Bill's Conversational Musings

Use Your Data

There's Data Everywhere

Most companies don't think of themselves as a data company but they are. Today sensors can be located in almost anything. From shoes, televisions, computers, watches, phones, cars, refrigerators and more are all collecting or reporting data. Then there's user data like what customers buy, how often, related items, and where they live can reveal a lot of information about who they are.

Brand Company First. Data Company Second.

Most companies just want to sell a product or service. While doing that, they collect information on their customers. There's the first person data like usernames, passwords, gender, birthday and interests. Then there is contextual data like where you live, what sporting events you attend, where you are located (Geodata) and what you buy. Additionally, there is data through sensors. Your phone probably has at least a motion sensor, GPS, light sensor and a microphone. You get the idea.

Tell me how it applies to my application.

Give your customers relevant information that they can use to make informed choices. Customers are saying, "I want this. But, what do other think about this?"

Recently I purchased a hot air popcorn popper. Not to make tasty, fluffy popcorn but to roast coffee beans. As it turns out, you can purchase unroasted coffee beans; roast them for a few minutes in a popcorn popper. And, after resting for about 12-24 hours later, have fresh roasted coffee at a fraction of the price.

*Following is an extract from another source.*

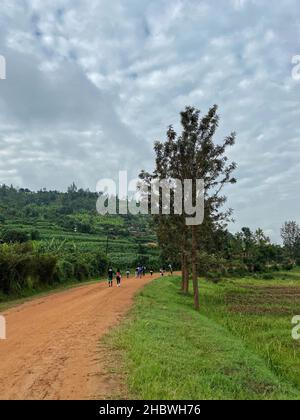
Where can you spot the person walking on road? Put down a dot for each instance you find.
(110, 277)
(119, 278)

However, in my buying process, I read reviews about how the popper was not so good at popping popcorn. Some said it ran too hot while others said it threw the kernels out of the chamber. For me, however, my interests were in how well it roasted coffee as reported by others.

I had to search other sources on the Internet to find out that, yes, this was a good popper for what I wanted to use it for. One person even suggested that the company should re-brand the device as a coffee roaster as they could probably sell more units.

Use the data you have for good or for awesome.

Good - Customer reviews and ratings.

Having customer reviews and rating is pretty much standard for any site these days. However, is anyone reading it other than other consumers? Sometimes it feels like they are not. Posts, comments and complaints go unanswered sometimes adding to the frustration. Voice of the customer data is important. They will tell you what is working and what isn't.

Better - Help the customer understand your product as it applies to them and their situation.

If I'm looking at a shirt, I'd like to know what it looks like on a guy similar to me. Sure it looks great on the model but I'm not as tone as he is. How long did the shirt last? Did it fit well? Was it too hot to wear in the summer?

Best - Connect me with other people like me.

Help me find other people around me who like the things I do. Connect me with people who share the same interests as me or better yet, have been where I am and succeeded.


Using your data to benefit your customers is something more companies should strive to accomplish. When customers make more informed choices, there are fewer returns and refunds which directly impact the bottom line.